A união ideológica exibida por Trump e Bolsonaro não dissimula que os interesses em comum dos dois países são poucos. Para o mundo, essa é uma boa notícia, opina Astrid Prange de Oliveira.
Anúncio
Será este o início de uma grande amizade masculina entre o presidente americano Donald Trump e o presidente brasileiro, Jair Bolsonaro? É possível que Trump esteja descobrindo seu amor pelo maior país da América do Sul?
Já faz tempo que o presidente brasileiro flerta com o dealmaker na Casa Branca. Mas Bolsonaro não é um latin lover – ele seduz com notícias falsas, não com charme. Depois do encontro com Trump, ficou claro que não houve faíscas reais durante a visita.
Ainda assim, Bolsonaro assinou um acordo para a operação conjunta da base de Alcântara, de lançamento de foguetes e satélites, com os Estados Unidos. O contrato, que prevê lucros de milhões de dólares para o Brasil, ainda precisa ser ratificado pelo Congresso brasileiro. Além disso, Bolsonaro conseguiu fazer com que Trump se pronunciasse publicamente pela inclusão do Brasil na Organização para Cooperação e Desenvolvimento Econômico (OCDE).
Esse balanço não impressiona. Sinceramente: por que Trump deveria se entusiasmar com o admirador brasileiro? Porque ele reproduz as frases vazias do americano, como um papagaio? Porque, como Trump, ele condena as mudanças climáticas e a globalização? Porque ele calunia e tuita também?
Bolsonaro parece ter percebido que suas tentativas de flerte na Casa Branca não causaram mais do que tapas amigáveis nas costas e palavras de estímulo. Por isso, ele aproveitou a oportunidade para um curto encontro com Steve Bannon, o estrategista-chefe afastado do governo Trump.
A gafe diplomática vai ricochetear no casca-grossa político Trump. Faz tempo que o presidente dos EUA se apaixonou por outro sul-americano: há meses, ele se derrete pelo autodeclarado presidente interino da Venezuela, Juan Guaidó.
Bolsonaro fez de tudo para conquistar a afeição de Trump. Desde sua posse em janeiro deste ano, ele anunciou que vai transferir a embaixada brasileira em Israel de Tel Aviv para Jerusalém. Também tinha a intenção de deixar o Pacto Global de Migração das Nações Unidas e o Acordo de Paris pelo clima. E, durante sua visita aos EUA, Bolsonaro anunciou o fim da exigência de vistos para entrada de cidadãos americanos no Brasil.
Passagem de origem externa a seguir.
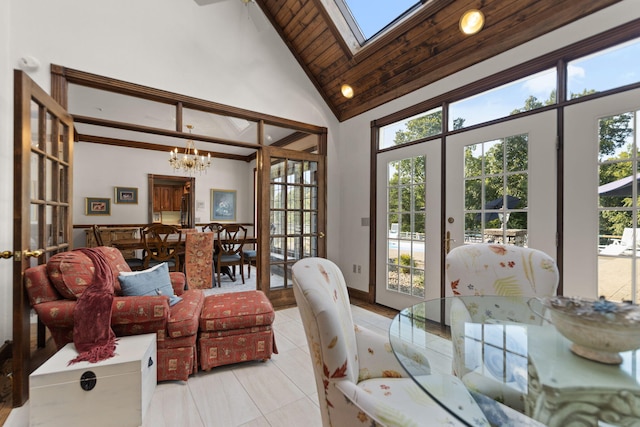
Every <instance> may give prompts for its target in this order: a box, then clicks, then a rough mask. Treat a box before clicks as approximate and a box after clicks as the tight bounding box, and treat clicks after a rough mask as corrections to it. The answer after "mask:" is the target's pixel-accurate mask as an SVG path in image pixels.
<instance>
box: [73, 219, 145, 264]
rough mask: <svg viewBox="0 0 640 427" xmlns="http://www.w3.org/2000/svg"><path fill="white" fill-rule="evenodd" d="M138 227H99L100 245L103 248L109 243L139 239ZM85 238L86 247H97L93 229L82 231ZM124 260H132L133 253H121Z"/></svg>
mask: <svg viewBox="0 0 640 427" xmlns="http://www.w3.org/2000/svg"><path fill="white" fill-rule="evenodd" d="M139 230H140V229H139V228H138V227H108V226H104V227H100V236H101V237H102V243H104V245H105V246H111V242H112V241H114V240H119V239H136V238H138V237H139V235H138V231H139ZM84 232H85V234H86V238H87V243H86V244H87V247H88V248H94V247H96V246H98V244H97V243H96V239H95V236H94V235H93V229H88V230H85V231H84ZM121 252H122V255H123V256H124V257H125V258H134V256H135V251H121Z"/></svg>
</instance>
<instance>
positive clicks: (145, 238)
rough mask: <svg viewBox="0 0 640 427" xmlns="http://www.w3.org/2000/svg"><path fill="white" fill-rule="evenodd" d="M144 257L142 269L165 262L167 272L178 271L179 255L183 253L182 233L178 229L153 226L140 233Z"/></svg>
mask: <svg viewBox="0 0 640 427" xmlns="http://www.w3.org/2000/svg"><path fill="white" fill-rule="evenodd" d="M141 233H142V243H143V245H144V251H145V257H144V268H145V269H146V268H149V267H153V266H154V265H158V264H161V263H163V262H166V263H167V264H168V265H169V270H171V271H180V254H181V253H182V252H184V247H183V245H182V233H181V232H180V229H179V228H178V227H174V226H173V225H168V224H153V225H150V226H147V227H144V228H143V229H142V231H141Z"/></svg>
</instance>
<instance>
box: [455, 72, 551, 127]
mask: <svg viewBox="0 0 640 427" xmlns="http://www.w3.org/2000/svg"><path fill="white" fill-rule="evenodd" d="M555 103H556V70H555V69H551V70H546V71H543V72H541V73H538V74H534V75H532V76H528V77H525V78H524V79H520V80H518V81H515V82H512V83H509V84H506V85H502V86H500V87H497V88H495V89H492V90H489V91H486V92H483V93H480V94H478V95H475V96H472V97H469V98H466V99H463V100H461V101H458V102H454V103H452V104H451V106H450V107H449V129H461V128H464V127H468V126H473V125H477V124H480V123H485V122H488V121H491V120H496V119H500V118H502V117H507V116H510V115H513V114H517V113H521V112H523V111H529V110H535V109H537V108H540V107H544V106H546V105H552V104H555Z"/></svg>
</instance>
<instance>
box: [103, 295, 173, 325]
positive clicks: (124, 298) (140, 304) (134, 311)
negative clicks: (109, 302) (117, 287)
mask: <svg viewBox="0 0 640 427" xmlns="http://www.w3.org/2000/svg"><path fill="white" fill-rule="evenodd" d="M168 318H169V297H167V296H163V295H157V296H156V295H153V296H139V297H135V296H132V297H114V299H113V305H112V310H111V325H112V326H117V325H140V324H143V323H158V322H160V323H159V324H161V325H163V327H164V326H165V325H166V322H167V319H168Z"/></svg>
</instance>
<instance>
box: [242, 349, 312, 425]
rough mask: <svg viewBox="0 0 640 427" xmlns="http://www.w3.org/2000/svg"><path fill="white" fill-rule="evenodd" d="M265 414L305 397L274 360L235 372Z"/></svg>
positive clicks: (256, 404) (256, 405)
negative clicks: (283, 405) (275, 362)
mask: <svg viewBox="0 0 640 427" xmlns="http://www.w3.org/2000/svg"><path fill="white" fill-rule="evenodd" d="M233 373H234V374H235V375H236V377H237V378H238V381H240V383H241V384H242V386H243V387H244V388H245V390H247V392H248V393H249V395H250V396H251V399H253V401H254V403H255V404H256V406H257V407H258V408H259V409H260V411H262V413H263V414H266V413H269V412H272V411H274V410H276V409H278V408H280V407H282V406H283V405H287V404H289V403H291V402H294V401H296V400H298V399H301V398H302V397H304V393H303V392H302V390H300V389H299V388H298V387H297V386H296V385H295V384H294V383H293V381H291V380H290V379H289V378H288V377H287V376H286V375H285V374H284V372H282V371H281V370H280V368H278V366H276V364H275V363H274V362H273V361H268V362H265V363H258V364H252V365H248V366H247V368H246V369H236V370H234V372H233Z"/></svg>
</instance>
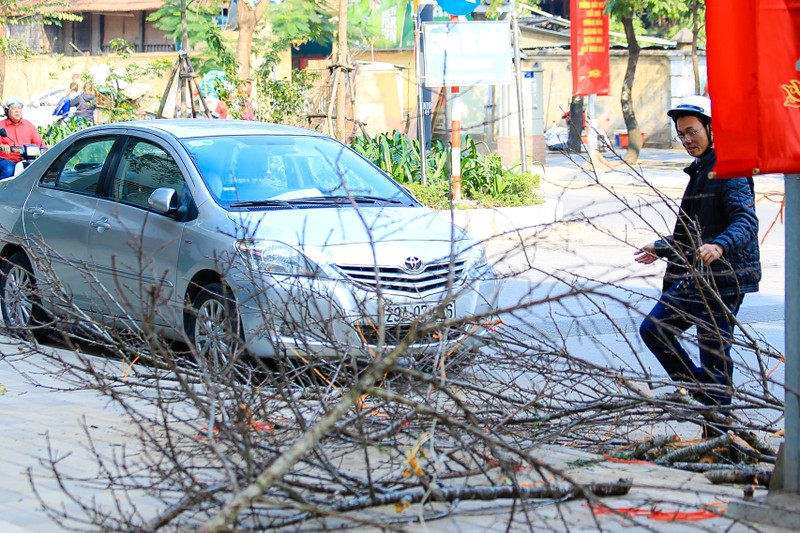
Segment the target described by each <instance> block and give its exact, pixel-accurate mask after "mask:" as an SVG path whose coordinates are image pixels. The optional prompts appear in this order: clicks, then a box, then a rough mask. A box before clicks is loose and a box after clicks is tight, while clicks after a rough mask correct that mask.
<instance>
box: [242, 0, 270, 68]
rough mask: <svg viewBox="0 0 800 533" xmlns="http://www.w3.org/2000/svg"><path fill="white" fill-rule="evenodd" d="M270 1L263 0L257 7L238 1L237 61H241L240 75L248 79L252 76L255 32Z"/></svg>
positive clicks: (246, 2)
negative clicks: (253, 47)
mask: <svg viewBox="0 0 800 533" xmlns="http://www.w3.org/2000/svg"><path fill="white" fill-rule="evenodd" d="M268 4H269V2H267V1H265V0H262V1H261V2H259V3H258V4H256V6H255V7H253V6H251V5H250V3H249V2H247V1H242V2H238V6H239V11H238V13H239V15H238V16H239V38H238V40H237V42H236V62H237V63H239V77H240V78H241V79H242V80H246V79H248V78H249V77H250V55H251V52H252V51H253V34H255V31H256V25H257V24H258V21H259V20H261V18H262V17H263V16H264V11H265V10H266V9H267V5H268Z"/></svg>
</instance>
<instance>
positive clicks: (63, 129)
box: [37, 117, 88, 146]
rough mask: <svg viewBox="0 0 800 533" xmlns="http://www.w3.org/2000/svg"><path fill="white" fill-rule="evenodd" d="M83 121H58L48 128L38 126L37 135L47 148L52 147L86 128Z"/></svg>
mask: <svg viewBox="0 0 800 533" xmlns="http://www.w3.org/2000/svg"><path fill="white" fill-rule="evenodd" d="M87 126H88V124H87V123H86V121H85V120H83V119H82V118H79V117H68V118H66V119H58V120H56V121H55V122H53V123H52V124H50V125H49V126H39V127H38V128H37V129H38V130H39V134H40V135H41V136H42V140H43V141H44V143H45V144H46V145H47V146H54V145H55V144H57V143H58V142H59V141H61V140H62V139H66V138H67V137H69V136H70V135H72V134H73V133H75V132H76V131H78V130H82V129H83V128H85V127H87Z"/></svg>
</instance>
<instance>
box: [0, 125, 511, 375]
mask: <svg viewBox="0 0 800 533" xmlns="http://www.w3.org/2000/svg"><path fill="white" fill-rule="evenodd" d="M0 238H1V239H2V242H0V246H1V248H0V261H2V265H3V268H2V274H3V275H2V278H1V279H0V303H1V304H2V314H3V318H4V320H5V324H6V327H8V328H11V329H13V330H17V331H30V330H32V329H35V328H36V327H37V326H38V327H50V326H52V325H53V323H54V321H57V322H60V323H64V322H69V320H66V319H65V318H64V317H68V318H71V319H73V320H84V319H85V320H87V321H93V322H94V321H96V323H98V324H103V325H104V326H112V327H117V328H128V329H131V328H134V329H135V330H137V331H141V330H143V329H144V328H146V327H152V328H154V329H155V330H157V331H158V332H159V333H160V334H162V335H164V336H166V338H168V339H173V340H179V341H188V343H189V345H190V346H194V347H195V348H196V349H197V352H198V353H200V354H205V355H206V356H209V357H210V356H212V355H213V356H214V357H215V358H221V359H223V360H225V359H227V358H229V357H231V356H232V354H233V353H234V349H235V348H238V347H241V348H242V351H244V352H246V353H249V354H251V355H254V356H257V357H275V356H280V355H287V356H291V355H297V356H301V357H309V356H310V357H315V356H316V357H325V356H337V355H342V354H356V355H365V354H370V353H373V354H374V353H375V352H376V351H378V350H382V349H386V348H387V347H392V346H395V345H397V344H398V343H399V342H400V341H401V340H403V339H404V338H405V337H406V334H407V333H408V332H409V331H417V330H419V331H421V333H420V334H418V335H415V336H414V338H409V339H410V346H409V347H408V350H409V351H411V352H413V351H422V350H431V349H442V348H443V347H444V348H445V349H447V347H452V346H454V345H459V344H461V343H464V342H468V343H472V342H479V341H480V340H481V338H482V337H483V336H484V335H487V334H488V333H489V332H490V331H491V329H492V316H493V312H494V311H495V308H496V303H497V295H498V289H499V287H498V281H497V278H496V277H495V275H494V273H493V270H492V267H491V266H490V265H489V264H488V263H487V259H486V255H485V252H484V249H483V246H482V244H481V243H480V242H477V241H476V240H475V239H473V238H471V237H470V236H469V235H468V234H467V233H466V232H465V231H464V230H463V229H461V228H459V227H457V226H454V225H453V224H451V223H450V222H449V221H448V220H447V219H446V218H444V217H441V216H440V215H439V214H437V213H435V212H433V211H431V210H429V209H427V208H426V207H424V206H423V205H421V204H420V203H419V202H418V201H417V200H416V199H415V198H414V197H413V196H412V195H411V194H410V193H409V192H408V191H407V190H406V189H405V188H403V187H402V186H400V185H398V184H397V183H396V182H395V181H393V180H392V179H391V178H389V177H388V176H386V174H384V173H383V172H382V171H381V170H379V169H378V168H376V167H375V166H374V165H372V164H371V163H370V162H368V161H367V160H365V159H364V158H363V157H361V156H360V155H359V154H357V153H356V152H354V151H353V150H351V149H350V148H348V147H346V146H344V145H343V144H341V143H339V142H337V141H335V140H333V139H331V138H329V137H326V136H323V135H320V134H318V133H315V132H313V131H309V130H304V129H299V128H290V127H285V126H277V125H270V124H263V123H255V122H242V121H221V120H147V121H139V122H125V123H115V124H106V125H102V126H95V127H92V128H88V129H85V130H82V131H80V132H78V133H76V134H74V135H72V136H71V137H69V138H68V139H65V140H64V141H62V142H61V143H59V144H58V145H56V146H55V147H54V148H51V149H50V150H48V151H47V152H45V153H44V154H43V155H42V156H41V157H40V158H39V159H37V160H36V161H34V162H33V164H31V165H30V167H28V168H27V169H26V170H25V171H24V172H23V173H22V174H20V175H19V176H17V177H14V178H12V179H8V180H5V181H2V182H0ZM420 326H424V327H420ZM407 342H408V341H407Z"/></svg>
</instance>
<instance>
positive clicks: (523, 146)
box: [511, 9, 528, 174]
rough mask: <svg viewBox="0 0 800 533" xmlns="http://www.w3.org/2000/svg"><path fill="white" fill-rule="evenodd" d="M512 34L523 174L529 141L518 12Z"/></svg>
mask: <svg viewBox="0 0 800 533" xmlns="http://www.w3.org/2000/svg"><path fill="white" fill-rule="evenodd" d="M511 33H512V34H513V42H514V68H515V71H516V76H515V78H516V80H517V84H516V85H517V109H518V110H519V137H520V139H519V153H520V155H521V156H522V173H523V174H524V173H526V172H527V171H528V154H527V149H526V148H527V144H528V143H527V142H526V141H527V139H526V137H525V110H524V109H523V99H522V65H521V64H520V58H519V25H518V24H517V11H516V9H514V11H512V12H511Z"/></svg>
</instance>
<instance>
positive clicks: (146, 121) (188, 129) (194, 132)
mask: <svg viewBox="0 0 800 533" xmlns="http://www.w3.org/2000/svg"><path fill="white" fill-rule="evenodd" d="M119 127H124V128H136V129H139V130H144V131H151V132H162V133H166V134H169V135H172V136H174V137H176V138H178V139H188V138H197V137H219V136H221V135H222V136H229V135H302V136H307V137H325V135H322V134H320V133H318V132H315V131H313V130H308V129H305V128H298V127H294V126H286V125H283V124H270V123H267V122H258V121H253V120H232V119H206V118H186V119H170V118H164V119H151V120H134V121H130V122H116V123H110V124H105V125H103V126H98V127H95V128H93V129H94V130H95V131H96V130H97V129H99V128H119Z"/></svg>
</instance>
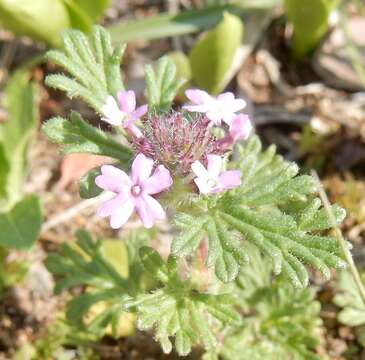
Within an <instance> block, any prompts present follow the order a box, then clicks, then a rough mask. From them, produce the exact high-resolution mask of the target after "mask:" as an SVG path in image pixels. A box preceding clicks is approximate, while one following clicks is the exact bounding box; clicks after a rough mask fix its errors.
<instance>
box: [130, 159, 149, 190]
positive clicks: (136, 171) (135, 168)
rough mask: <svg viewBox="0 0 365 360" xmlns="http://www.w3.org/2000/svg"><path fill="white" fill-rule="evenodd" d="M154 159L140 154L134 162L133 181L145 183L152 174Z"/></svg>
mask: <svg viewBox="0 0 365 360" xmlns="http://www.w3.org/2000/svg"><path fill="white" fill-rule="evenodd" d="M152 168H153V160H152V159H150V158H148V157H146V156H145V155H143V154H141V153H140V154H138V155H137V156H136V158H135V159H134V161H133V164H132V181H133V183H134V184H140V185H141V184H143V182H144V181H145V180H147V179H148V178H149V176H150V175H151V172H152Z"/></svg>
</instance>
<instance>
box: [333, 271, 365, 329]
mask: <svg viewBox="0 0 365 360" xmlns="http://www.w3.org/2000/svg"><path fill="white" fill-rule="evenodd" d="M363 282H364V281H363ZM333 302H334V303H335V304H336V305H337V306H340V307H341V308H342V310H341V311H340V312H339V314H338V319H339V321H340V322H341V323H342V324H345V325H347V326H360V325H365V304H364V302H363V300H362V299H361V296H360V293H359V290H358V288H357V285H356V283H355V281H354V279H353V276H352V275H351V273H350V272H349V271H341V272H340V273H339V274H338V279H337V292H336V295H335V297H334V299H333Z"/></svg>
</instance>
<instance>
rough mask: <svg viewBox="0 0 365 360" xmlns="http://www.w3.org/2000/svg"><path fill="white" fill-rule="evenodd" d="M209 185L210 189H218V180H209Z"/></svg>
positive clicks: (208, 183) (209, 179)
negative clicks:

Com exceção da última medida, os anúncios se revelaram promessas vazias. Bolsonaro e seu chanceler Ernesto Araújo precisaram tomar conhecimento de que uma embaixada brasileira em Jerusalém poderá significar o fim do lucrativo comércio de carne "halal" com o mundo árabe. E que uma saída do Acordo do Clima de Paris poderia levar ao abandono das negociações de um acordo de livre-comércio entre a União Europeia e o mercado comum sul-americano Mercosul.
Olhando mais de perto, é uma demonstração de força verbal que se esconde por trás da aparente afinidade entre Washington e Brasília. A união ideológica exibida por Trump e Bolsonaro não dissimula que os interesses em comum dos dois países são poucos.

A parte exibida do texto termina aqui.